Investimentos em tecnologia são estratégicos

As exportações e a busca de novas soluções tecnológicas têm sido alguns dos caminhos trilhados pelas indústrias gaúchas para contornar as dificuldades da conjuntura econômica. Mesmo em um cenário ainda instável e imprevisível, há espaço para algum otimismo, na opinião do presidente da Venax, Walter Bergamaschi. "As empresas buscam o seu maior desafio, o acesso à tecnologia em seus processos industriais, para agregar maior produtividade e inovação constante nos produtos, podendo assim ampliar o mercado interno e externo", diz o dirigente, também diretor do Sinmetal.
À frente de uma das principais empresas do setor metalmecânico no Vale do Rio Pardo, especializada em produzir itens de consumo como fornos, fogões e freezers, Bergamaschi percebe uma movimentação significativa das outras indústrias da região no rumo da tecnologia. "Sentimos em todo o meio empresarial a intenção de centrar investimentos nessa área, com prioridade nas ferramentas de inovação da Indústria 4.0. Isso não é tendência, trata-se de uma realidade imediata. Diversas indústrias já instalam sua planta com equipamentos utilizando alta tecnologia e robótica. É um caminho sem volta. O setor produtivo que não inovar está fadado ao fracasso, principalmente o metalmecânico", prevê o empresário.

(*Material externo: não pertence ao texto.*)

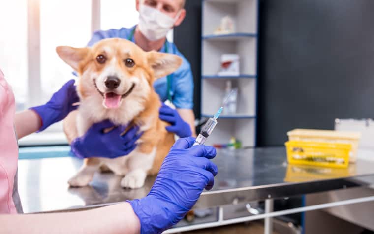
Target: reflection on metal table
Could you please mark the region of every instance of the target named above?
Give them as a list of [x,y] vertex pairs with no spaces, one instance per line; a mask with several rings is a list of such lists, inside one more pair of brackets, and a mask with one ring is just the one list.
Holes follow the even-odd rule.
[[[121,176],[96,173],[90,186],[69,188],[67,181],[82,161],[68,157],[67,151],[61,154],[66,157],[19,161],[19,190],[25,213],[87,208],[140,198],[155,179],[147,178],[140,189],[123,189]],[[219,150],[214,161],[218,168],[215,186],[203,193],[197,208],[374,183],[374,151],[359,150],[357,162],[346,169],[288,165],[284,147]]]

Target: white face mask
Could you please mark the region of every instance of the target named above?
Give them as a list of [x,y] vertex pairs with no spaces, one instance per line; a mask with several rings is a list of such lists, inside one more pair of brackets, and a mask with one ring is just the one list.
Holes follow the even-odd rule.
[[173,19],[159,10],[142,4],[139,10],[139,29],[150,41],[156,41],[166,36],[181,14]]

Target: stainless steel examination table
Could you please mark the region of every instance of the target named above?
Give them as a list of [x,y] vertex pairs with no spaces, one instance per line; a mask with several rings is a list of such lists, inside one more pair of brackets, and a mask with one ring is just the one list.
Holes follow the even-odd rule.
[[[49,148],[51,152],[54,150],[53,147],[45,147],[43,153],[48,155]],[[23,153],[26,153],[22,150],[21,158]],[[154,177],[147,178],[145,185],[140,189],[125,189],[120,185],[121,177],[110,173],[97,173],[90,186],[70,188],[67,181],[77,171],[82,161],[69,156],[67,150],[59,152],[58,157],[19,161],[18,188],[25,213],[79,210],[140,198],[147,195],[154,180]],[[265,233],[268,234],[271,233],[274,217],[374,201],[373,196],[358,196],[285,210],[273,210],[275,198],[370,187],[374,184],[374,151],[359,150],[357,162],[347,169],[289,165],[284,147],[219,150],[214,161],[218,168],[214,187],[202,193],[195,207],[217,207],[214,219],[180,225],[166,233],[265,219]],[[225,216],[227,205],[256,201],[265,201],[264,212],[256,215],[247,212],[245,215],[234,218]]]

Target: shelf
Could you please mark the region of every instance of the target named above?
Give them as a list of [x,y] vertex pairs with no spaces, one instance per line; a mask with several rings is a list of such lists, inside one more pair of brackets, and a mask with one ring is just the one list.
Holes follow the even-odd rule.
[[203,75],[201,79],[257,79],[257,75],[248,74],[241,74],[239,76]]
[[[202,117],[206,118],[211,118],[213,117],[213,115],[206,115],[202,114],[201,114]],[[221,115],[219,116],[218,118],[256,118],[255,116],[249,116],[248,115],[241,115],[241,114],[235,114],[235,115]]]
[[224,54],[239,55],[241,74],[257,74],[257,40],[236,41],[202,40],[202,73],[216,75],[220,70],[221,57]]
[[212,34],[228,15],[234,21],[234,31],[258,33],[258,0],[205,0],[202,9],[202,35]]
[[236,33],[208,35],[202,36],[201,39],[207,40],[239,41],[248,38],[255,38],[257,37],[257,34],[255,33]]

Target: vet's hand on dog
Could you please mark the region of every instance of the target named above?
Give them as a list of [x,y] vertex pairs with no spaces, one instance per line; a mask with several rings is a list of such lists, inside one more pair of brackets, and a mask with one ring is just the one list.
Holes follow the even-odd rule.
[[[127,126],[115,126],[109,120],[92,125],[81,137],[71,142],[71,151],[80,158],[101,157],[114,158],[127,155],[136,147],[136,141],[143,134],[138,126],[132,126],[124,134]],[[104,130],[114,128],[109,132]]]
[[39,131],[62,120],[70,112],[78,108],[73,105],[79,101],[74,82],[74,80],[66,82],[46,104],[30,108],[40,117],[42,125]]
[[192,135],[189,125],[182,119],[176,110],[162,103],[159,110],[159,118],[161,120],[167,122],[171,126],[166,127],[168,132],[177,134],[179,137],[188,137]]
[[141,223],[141,233],[161,233],[192,208],[204,188],[210,189],[217,174],[211,159],[216,149],[191,146],[195,138],[179,139],[162,163],[147,197],[128,201]]

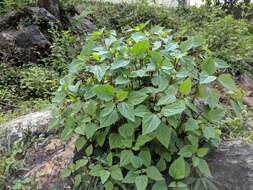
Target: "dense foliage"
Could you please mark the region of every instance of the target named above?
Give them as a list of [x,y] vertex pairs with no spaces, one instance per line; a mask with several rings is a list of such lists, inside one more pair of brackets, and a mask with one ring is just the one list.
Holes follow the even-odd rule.
[[94,32],[54,99],[51,128],[77,136],[81,155],[63,176],[76,187],[98,177],[107,190],[214,188],[203,157],[242,96],[227,68],[201,36],[177,42],[145,24]]

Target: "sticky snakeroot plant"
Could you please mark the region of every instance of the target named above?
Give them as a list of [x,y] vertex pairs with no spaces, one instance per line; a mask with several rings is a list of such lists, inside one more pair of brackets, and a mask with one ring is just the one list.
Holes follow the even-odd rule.
[[94,32],[54,100],[51,128],[79,152],[63,176],[76,188],[87,175],[106,190],[214,188],[203,157],[241,98],[227,67],[198,36],[178,43],[144,25],[123,37]]

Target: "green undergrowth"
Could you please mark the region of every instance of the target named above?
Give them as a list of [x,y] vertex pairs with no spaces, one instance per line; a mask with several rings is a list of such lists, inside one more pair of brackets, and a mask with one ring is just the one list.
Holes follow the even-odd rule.
[[50,128],[78,136],[83,156],[63,173],[77,189],[86,176],[106,190],[214,189],[204,157],[243,94],[205,38],[146,25],[92,33],[60,82]]

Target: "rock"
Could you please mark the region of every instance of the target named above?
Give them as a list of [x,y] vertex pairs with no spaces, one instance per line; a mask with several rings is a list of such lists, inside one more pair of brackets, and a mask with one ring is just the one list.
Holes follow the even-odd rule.
[[253,190],[253,144],[224,142],[208,163],[219,190]]
[[[30,22],[25,23],[24,20],[30,20]],[[44,30],[48,30],[52,25],[60,27],[60,21],[46,9],[27,7],[19,11],[12,11],[0,17],[0,32],[4,30],[18,30],[20,25],[28,26],[31,23],[36,23],[40,26],[40,29]]]
[[72,27],[75,29],[74,31],[79,35],[87,34],[97,29],[88,18],[78,17],[79,16],[75,16],[69,20]]
[[20,62],[37,62],[44,55],[51,43],[42,34],[38,26],[31,25],[19,31],[0,33],[0,54],[3,60]]
[[60,19],[60,1],[59,0],[39,0],[38,5],[40,8],[45,8],[56,18]]
[[34,179],[36,189],[71,189],[71,182],[61,178],[61,172],[72,163],[74,140],[63,142],[51,137],[36,142],[26,152],[24,161],[29,172],[24,177]]
[[0,155],[14,141],[26,137],[53,133],[48,131],[48,123],[52,119],[50,111],[31,113],[8,123],[0,125]]
[[15,65],[37,63],[49,52],[48,29],[52,26],[61,27],[44,8],[24,8],[1,17],[0,61]]

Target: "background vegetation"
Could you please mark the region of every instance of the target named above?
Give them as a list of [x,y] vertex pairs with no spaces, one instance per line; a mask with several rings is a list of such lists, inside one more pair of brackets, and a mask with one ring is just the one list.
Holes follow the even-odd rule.
[[[221,4],[210,1],[200,8],[168,8],[150,6],[146,1],[112,4],[63,0],[62,11],[66,18],[73,14],[77,4],[81,4],[80,18],[89,18],[99,29],[116,30],[119,37],[124,36],[130,28],[147,22],[147,29],[153,25],[169,29],[173,40],[177,42],[185,41],[190,36],[202,36],[213,56],[230,65],[225,69],[226,72],[235,77],[253,74],[253,24],[250,22],[253,6],[247,2]],[[35,5],[33,0],[0,0],[0,15]],[[39,63],[0,63],[0,123],[50,104],[60,79],[67,73],[69,64],[77,57],[86,39],[86,34],[77,34],[70,23],[62,30],[52,28],[49,33],[52,38],[50,54]],[[243,109],[244,115],[237,115],[223,123],[222,138],[252,138],[242,122],[250,114]],[[4,176],[12,166],[13,171],[23,166],[20,162],[13,164],[16,158],[11,150],[7,155],[10,155],[11,161],[8,163],[5,158],[0,160],[0,176]]]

O interesse pelas novidades tecnológicas segue paralelamente ao enfrentamento dos obstáculos trazidos pela crise econômica, que foram significativos nos últimos anos. Bergamaschi lembra que o ano passado ainda trouxe números negativos, mas acredita na superação desses índices ao longo de 2018 - especialmente com o impulso no comércio exterior. "As vendas de 2017 não atingiram as metas planejadas, ficando abaixo de 2016, em cerca de 4,5% no mercado interno e de 6% nas exportações. Para 2018, com a readequação no setor energético e a melhoria do câmbio, estimamos superar as perdas anteriores com uma recuperação de mais de 5% no mercado interno e de 6% no externo", prevê Bergamaschi.